2019 06 19 · 2 min read

In the last post in this blog, we discussed the facets of the OAuth 2.0 system and how it works. Today, we will devote our post to further examining the possible types of authorisation.

The type of authorisation relates to authorisation of the resource owner used by the application when requesting an access token. The specifications on OAuth2 outline five grant types used for authorisation – authorisation code/authorisation code with PKCE, implicit, client_credentials, password, and refresh token. The way each type is used and applied differs slightly. Three factors should be considered when choosing the type of authorisation: who owns the access token, the type of application, and the type of resource (first-party or third-party).

Authorisation codes

An authorisation code is one of the safest types of authorisation available, yet also the most complex. The purpose of this code is to exchange access token by providing it. It also acts as an intermediary between the authorisation server and the application, allowing the resource owner to be authorised.
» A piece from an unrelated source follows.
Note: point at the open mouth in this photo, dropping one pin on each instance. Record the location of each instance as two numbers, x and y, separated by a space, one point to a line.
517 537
This type of operation can be divided into two separate parts:

  • Obtaining the authorisation code
  • Obtaining an access token by providing the authorisation code

Obtaining an authorisation code

The application redirects the user to the authorisation server, with the following parameters in the query string:

  • response_type with a code value.
  • client_id with a client identifier. This parameter is obtained after the application is registered with the authorisation server.
  • redirect_uri with the client’s redirect URI. The purpose of the redirect function is to take the user to a selected address after authorisation is validated on the server.
  • scope with a list of scopes. Through this list, the application obtains information about the user and their access rights.
  • state with state parameter. Although this parameter is optional, it is highly recommended and its value should be stored in the user’s session to be validated when they return. The main reason for using a state parameter is to mitigate against CSRF attacks. It comprises a string, so other information can be encoded in it.

Queries, e.g.

GET /authorize?response_type=code&client_id=s6BhdRkqt3&state=xyz&redirect_uri=
Host: server.example.com
These parameters will be validated by the authorisation server. The user will also be asked to connect to the authorisation server and confirm permission for the application to obtain the authorisation code. After the user approves this permission, the authorisation server will redirect the user back to the specified redirect_uri with the following parameters in the query string:

  • code with the authorisation code. This code can be encrypted with a fixed lifetime and for single use.
  • state with state parameter. The authorisation server will return the same value for the state parameter, which should be checked against the one provided in the first step.

Example of a redirected query:

HTTP/1.1 302 Found Location: https://client.example.com/cb?code=SplxlOBeZQQYbYS6WxSbIA&state=xyz

Obtaining an access token by providing an authorisation code

After obtaining an authorisation code, the system proceeds with a POST inquiry to the authorisation server that incorporates the following parameters:

  • grant_type with the value of the authorization_code.
  • client_id with the client identifier. This parameter is obtained after the application is registered with the authorisation server.
  • client_secret with an application login password. This parameter is obtained after the application is registered with the authorisation server.
  • redirect_uri with the client redirection address indicated in the request for obtaining an authorisation code.
  • code with the authorisation code from the authorisation server.

Queries, e.g.

POST /token HTTP/1.1
Host: server.example.com
Authorization: Basic czZCaGRSa3F0MzpnWDFmQmF0M2JW
Content-Type: application/x-www-form-urlencoded
grant_type=authorization_code&code=SplxlOBeZQQYbYS6WxSbIA&redirect_uri= https://client.example.com/

After the parameters are validated, the authorisation server will respond with a JSON object containing the following properties:

  • token_type with value bearer.
  • expires_in with a future time expressed in seconds. This represents the time when the token will expire.
  • access_token: the access token itself.
  • refresh_token: a refresh token that can be used to acquire a new access token when the original one expires.

Security recommendations:

  • It is recommended that the authorisation code is encrypted and that its life cycle is as short as possible.
  • Allow an authorisation code to be used just once.
  • Use an encrypted HTTPS security protocol for communication between the application and the authorisation server.
  • Use an encrypted state parameter for CSRF responses.
  • Limit the lifetime of access tokens.